Review: A Drifting Life By Yoshihiro Tatsumi

July 25, 2009 § Leave a Comment

driftinglifeManga — that is, the Japanese style of comics — has taken America by storm in the last decade or so, moving beyond a niche audience and deep into mainstream youth culture. Yoshihiro Tatsumi is one of the most respected practitioners of that form, renowned for his serious work that investigates the dark side of the post World War 2 Japanese psyche in artful stories not meant for kids.

It’s a part of Manga that is hidden to many Americans, who only encounter the form on the packed shelves of places like Barnes and Noble, where most the titles involve teen-age girls in very short skirts. Tatsumi offers gray depths for interested adults to plummet into.

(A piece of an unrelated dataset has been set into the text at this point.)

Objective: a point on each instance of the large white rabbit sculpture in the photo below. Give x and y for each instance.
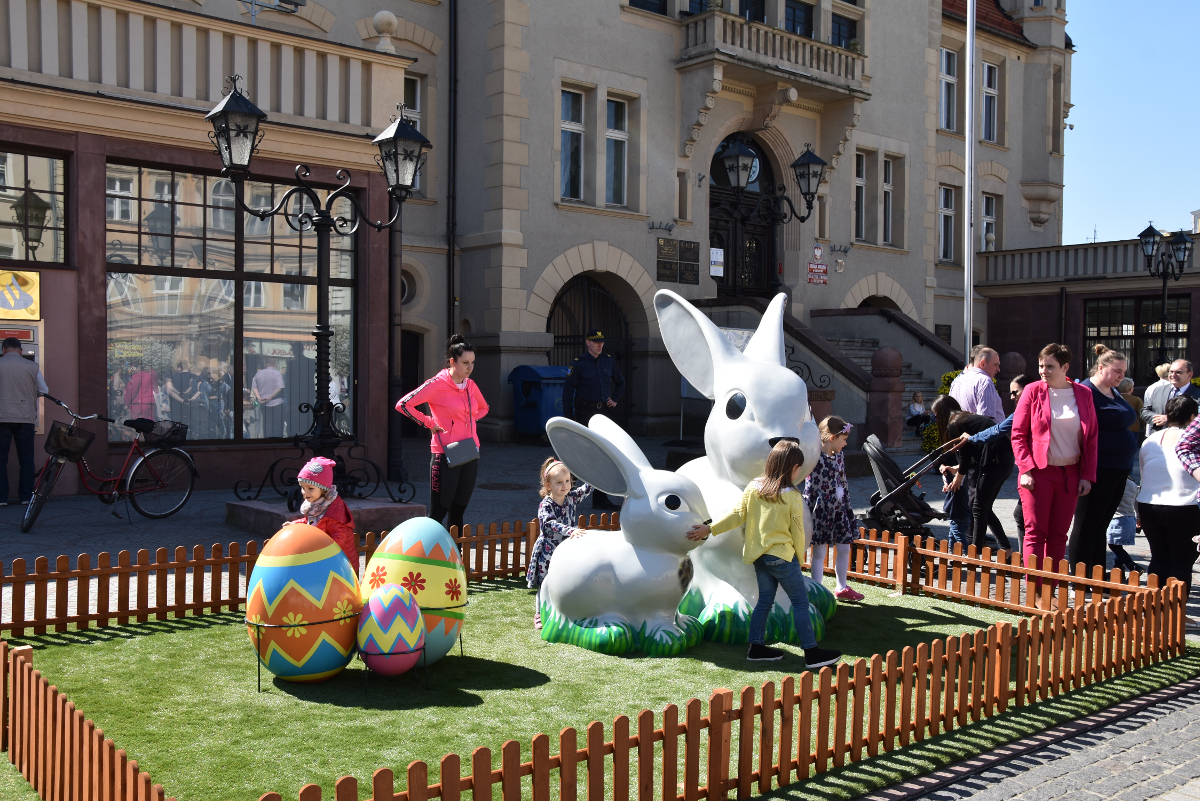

In his new work, the decade-in-the-making autobiographical novel “A Drifting Life,” Tatsumi lightens it up a bit to offer a fictionalized chronicle of his own early career. In episodic format, Tatsumi traces his early days as a fan artist entering post card contests in Mangas to his first large successes in the late 1950s, when he began mining new territory in the format working through different genres and challenging himself to do better with each subsequent work. Tatsumi’s biggest influence was the American art film and he set about revolutionizing Manga by applying film techniques to the storytelling, thus creating an entirely new language of visual storytelling for print.

“A Drifting Life” goes into the minute details of the way that industry worked in the 1950s, the types of artists who sought to create within it and the sorts of businesses that put out the books.

It’s a coming of age tale that involves fly-by-night businesses and farms of young artists churning out product day and night. It is also an amazing history of Japanese pop culture — Tatsumi scatters each section with Japanese pop history, giving the reader a crash course in the subject and also providing a context for the leaps and strides being made by the characters portrayed.

As an introduction to another form — as well as another culture — “A Drifting Life” is a charming and informative work. But more importantly, it serves as a gateway to the creative lives of those in other cultures as well. It’s a painstaking effort to document the studio habits of commercial artists in Japan half a century ago, with the hindsight of miracles they forged in their work.